Now part of this, I know, is the fault of vendors. Vendors who push EGPs onto data center fabrics because, after all, “the configuration complexity doesn’t matter so long as you can automate it.” The configuration complexity does matter, because configuration complexity belies an underlying protocol complexity, and sets up long and difficult troubleshooting sessions that are completely unnecessary.

The second place we need to move in the networking world? The focus on automation is just another form of focusing on configuration. We abstract the configuration, and we touch a lot more devices at once, but we are still thinking about configuration. The more we think about configuration, the less we think about how the system should work, how it really works, what the gaps are, and how to bridge those gaps. So long as we are focused on the configuration, automated or not, we are not focused on how the network can bring value to the business. The longer we are focused on configuration, the less value we are bringing to the business, and the more likely we are to end up being replaced by … an automated system … no matter how poorly that automated system actually works.
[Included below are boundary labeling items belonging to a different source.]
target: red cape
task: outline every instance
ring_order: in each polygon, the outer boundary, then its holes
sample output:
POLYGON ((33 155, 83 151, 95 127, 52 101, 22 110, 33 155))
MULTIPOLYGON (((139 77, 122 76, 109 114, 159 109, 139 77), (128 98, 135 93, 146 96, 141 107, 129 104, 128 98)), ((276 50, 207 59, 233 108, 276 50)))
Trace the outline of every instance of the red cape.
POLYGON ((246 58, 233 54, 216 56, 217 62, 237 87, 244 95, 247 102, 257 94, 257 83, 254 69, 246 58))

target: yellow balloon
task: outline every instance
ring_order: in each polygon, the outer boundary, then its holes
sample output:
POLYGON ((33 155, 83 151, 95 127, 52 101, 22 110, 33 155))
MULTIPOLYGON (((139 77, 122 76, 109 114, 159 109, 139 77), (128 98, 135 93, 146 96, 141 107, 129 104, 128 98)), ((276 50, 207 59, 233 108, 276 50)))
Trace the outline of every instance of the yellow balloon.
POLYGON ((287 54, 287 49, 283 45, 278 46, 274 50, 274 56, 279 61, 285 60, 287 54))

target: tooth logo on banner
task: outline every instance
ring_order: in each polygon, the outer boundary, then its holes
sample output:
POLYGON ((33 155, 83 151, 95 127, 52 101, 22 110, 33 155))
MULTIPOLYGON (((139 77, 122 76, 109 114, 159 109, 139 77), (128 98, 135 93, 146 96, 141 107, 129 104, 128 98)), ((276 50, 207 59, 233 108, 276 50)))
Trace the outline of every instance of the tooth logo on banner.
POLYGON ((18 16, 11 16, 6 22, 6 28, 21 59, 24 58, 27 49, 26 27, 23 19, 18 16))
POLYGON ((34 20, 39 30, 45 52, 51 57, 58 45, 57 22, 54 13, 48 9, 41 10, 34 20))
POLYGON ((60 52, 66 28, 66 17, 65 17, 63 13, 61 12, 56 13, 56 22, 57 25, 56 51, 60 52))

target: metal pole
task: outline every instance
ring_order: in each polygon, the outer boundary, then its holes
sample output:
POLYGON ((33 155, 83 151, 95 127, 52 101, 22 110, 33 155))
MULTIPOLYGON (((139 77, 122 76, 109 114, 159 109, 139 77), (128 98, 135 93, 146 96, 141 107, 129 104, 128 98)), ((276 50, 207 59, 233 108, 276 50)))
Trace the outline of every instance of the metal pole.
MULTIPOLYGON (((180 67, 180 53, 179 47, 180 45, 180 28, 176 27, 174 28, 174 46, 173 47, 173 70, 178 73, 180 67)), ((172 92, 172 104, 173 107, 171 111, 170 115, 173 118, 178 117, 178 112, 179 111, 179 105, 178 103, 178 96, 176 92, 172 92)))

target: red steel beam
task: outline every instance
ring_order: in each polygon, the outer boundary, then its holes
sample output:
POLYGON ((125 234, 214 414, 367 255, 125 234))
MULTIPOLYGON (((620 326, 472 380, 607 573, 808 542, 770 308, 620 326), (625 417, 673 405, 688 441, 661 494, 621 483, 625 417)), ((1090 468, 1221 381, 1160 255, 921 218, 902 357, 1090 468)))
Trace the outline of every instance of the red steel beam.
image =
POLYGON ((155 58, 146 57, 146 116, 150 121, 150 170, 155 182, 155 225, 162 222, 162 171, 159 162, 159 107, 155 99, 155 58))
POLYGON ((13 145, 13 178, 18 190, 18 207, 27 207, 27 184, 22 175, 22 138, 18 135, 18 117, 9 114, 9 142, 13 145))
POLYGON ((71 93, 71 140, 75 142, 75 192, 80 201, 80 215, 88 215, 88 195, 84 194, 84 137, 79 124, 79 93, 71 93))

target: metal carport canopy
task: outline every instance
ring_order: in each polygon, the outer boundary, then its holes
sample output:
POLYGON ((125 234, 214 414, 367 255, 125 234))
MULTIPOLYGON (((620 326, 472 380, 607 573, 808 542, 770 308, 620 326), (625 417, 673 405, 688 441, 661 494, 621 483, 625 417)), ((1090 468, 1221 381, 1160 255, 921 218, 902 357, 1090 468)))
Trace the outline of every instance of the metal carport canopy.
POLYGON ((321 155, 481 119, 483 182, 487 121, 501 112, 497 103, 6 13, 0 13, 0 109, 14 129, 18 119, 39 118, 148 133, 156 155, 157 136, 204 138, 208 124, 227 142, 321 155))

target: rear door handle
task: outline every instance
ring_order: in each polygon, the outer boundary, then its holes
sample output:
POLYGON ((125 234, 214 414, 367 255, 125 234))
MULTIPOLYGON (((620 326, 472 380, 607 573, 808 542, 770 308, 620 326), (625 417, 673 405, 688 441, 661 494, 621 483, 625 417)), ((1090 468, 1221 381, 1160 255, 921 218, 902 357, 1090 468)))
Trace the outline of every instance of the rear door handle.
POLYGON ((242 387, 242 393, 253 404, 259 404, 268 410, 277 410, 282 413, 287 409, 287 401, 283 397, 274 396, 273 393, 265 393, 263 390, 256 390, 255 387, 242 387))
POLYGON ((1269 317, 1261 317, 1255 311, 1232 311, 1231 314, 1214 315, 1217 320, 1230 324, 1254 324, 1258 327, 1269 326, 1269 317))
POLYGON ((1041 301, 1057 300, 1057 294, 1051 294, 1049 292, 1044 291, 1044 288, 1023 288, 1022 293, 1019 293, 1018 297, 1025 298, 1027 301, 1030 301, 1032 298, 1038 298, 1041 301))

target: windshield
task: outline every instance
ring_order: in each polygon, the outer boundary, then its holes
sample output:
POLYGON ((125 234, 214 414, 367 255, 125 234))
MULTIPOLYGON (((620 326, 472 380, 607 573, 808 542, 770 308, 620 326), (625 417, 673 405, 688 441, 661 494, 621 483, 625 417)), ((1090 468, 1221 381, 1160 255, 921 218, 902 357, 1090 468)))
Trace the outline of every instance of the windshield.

And no, the cloud isn’t going to solve this. Containers aren’t going to solve this. The “automated configuration pattern” is already being repeated in the cloud. As more complex workloads are moved into the cloud, the problems there are only going to get harder. What starts out as a “simple” system using policy-based routing analogs and network address translation configured through an automation server will eventually look complex against the hardest problems we had to solve using T1’s, frame relay circuits, inverse multiplexers, wire down patch panels, and mechanical switch crossbar frames. It’s fun to pretend we don’t need dynamic routing to solve the problems that face the network—at least until you hit hard problems, and have to relearn the lessons of the last 20+ years.

Yes, I know vendors are partly to blame for this. I know that, for a vendor, it’s easier to get people to buy into your CLI, or your entire ecosystem, rather than getting them to think about how to solve the problems your business is handing them.

On the other hand, none of this is going to change from the top down. This is only going to change when the average network engineer starts asking vendors for truly simpler solutions that don’t require reams configuration information. It will change when network engineers get their heads out of the configuration and features, and into the business problems.